Amar Akbar Anthony, on her first viewing, seemed ‘‘a mixture of Shakespearean comedy with unlikely chance meetings and situational turnarounds, of Elvis Presley fight-sing-and-dance films, of Yiddish stories with touching mother-son scenes, of cowboy or gangster bad-guy sequences, of Tarzan-style role swinging to save those in danger, and of a Three-Musketeers spirit of camaraderie…”
But then, that was never the point, was it? And Haham recognises that, approaching Desai’s unique masala genre with openness and humour. She describes the enduring legacy of Manmohan Desai’s films: such as in Khalid Mohammed’s Fiza, which showed the living streets of Bombay, the coastline and the beautiful Haji Ali shrine (where the final fight scene of Coolie was played out). The sheer energy of Desai’s films, their inventiveness, their spirited music.
His biggest legacy, of course, was that from black and white days in 1960 to colour from 1968 to 1988, he provided rollicking, popcorn, mirch-masala entertainment. Films about brothers and families (after all, one of his early films was Raampur ka Lakshman; another was Bhai Ho to Aisa), life-and-death friendships, good guys and bad guys, lots of romance, and lots of song and dance. The kind of films that should be watched in large groups, sitting in the back stalls, whistling and stomping your feet.

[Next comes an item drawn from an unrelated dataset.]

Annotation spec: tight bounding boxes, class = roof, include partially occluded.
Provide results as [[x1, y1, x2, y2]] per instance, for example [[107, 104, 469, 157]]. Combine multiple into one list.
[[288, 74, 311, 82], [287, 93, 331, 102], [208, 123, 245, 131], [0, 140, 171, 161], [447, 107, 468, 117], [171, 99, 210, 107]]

And that’s the legacy that leads Haham to encounter, years later and quite unexpectedly on a Paris street, a drunken man weaving down the sidewalk, singing a song from Dharam Veer: ‘‘Main galiyon ka raja, tum mahalon ki rani’’. As she points out, the inhabitants of Paris rarely sing. But ‘‘years later and far from his Bombay home, Manmohan Desai, who had also known both sadness and joy, was still pleasing a member of his public.’’
Enchantment of the Mind is a warm tribute, laced with humour and affection, to a film-maker who loved to entertain.